Nach dem Intro starteten die Potsdamer, wie zuletzt üblich mit “Messias” und “Island”. Und natürlich ließ Frontmann Eric Fish es sich auch dieses Mal nicht nehmen, wieder in goldenem Sakko mit Sonnenbrille und Perücke auf die Bühne zu kommen. Es folgte das “Kleid aus Rosen”, das wieder damit endete, dass Eric der guten Ally Storch kniend eine Rose übergab. 

Erwartungsgemäß bestand die weitere Setlist schwerpunktmäßig aus Stücken des aktuellen Albums “Hey”, wobei immer wieder Klassiker der Bandgeschichte eingeworfen wurden. Neben dem erwartbaren, “Henkersbraut” oder “Falscher Heiland”, drang man heute mit “Mephisto” oder “Sag dem Teufel” allerdings sogar bis in die Zeiten von “Bannkreis” und “Foppt den Dämon” vor. Das gefiel vor allem den scheinbar gut vertretenen älteren Fans.

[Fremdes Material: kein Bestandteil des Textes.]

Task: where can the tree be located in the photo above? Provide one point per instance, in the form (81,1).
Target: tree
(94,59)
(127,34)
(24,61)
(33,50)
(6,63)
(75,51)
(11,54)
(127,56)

Das Ende des regulären Sets bildete dann das Trio aus “Alles was das Herz will”, “Aufgewacht” und “Ausgeträumt” was noch einmal ordentlich gefeiert wurde. Doch die Zuhörer sollten auch auf eine Zugabe nicht verzichten müssen. Und so gab es mit “Tanz auf dem Vulkan” und “Veitstanz” noch einmal zwei absolute Klassiker zum Ende. Und sogar das von den Fans lautstark geforderte “Julia und die Räuber” wurde noch dargeboten, bevor der Gig endgültig zu Ende war.

Damit endete ein schönes, gemütliches Festival mit einem soliden Auftritt, der fast durchweg zufriedene Besucher zurückließ. Die Stimmung war während des gesamten Festivals ausgelassen und friedlich. Man konnte sowohl Bands wie auch Fans einfach anmerken, wie sehr sie es genossen, endlich wieder so etwas wie Normalität zu erleben.

Insgesamt lässt sich sagen, dass das Festival hervorragend organisiert und durchgeführt wurde. Sound, Getränke- und Essensversorgung, wie auch die sanitären Anlagen waren top, und auch sonst hat man sich auf dem Festival sehr wohl gefühlt. Damit hat das Hütte Rockt bewiesen, dass auch in Zeiten einer Pandemie Veranstaltungen mit mehr als tausend Besuchern möglich sind. Hier gilt es, den Organisatoren und allen, die dieses Festival möglich gemacht haben, Danke zu sagen.

Hoffen wir, dass das Festival im nächsten Jahr wieder unter ganz normalen Bedingungen stattfinden kann.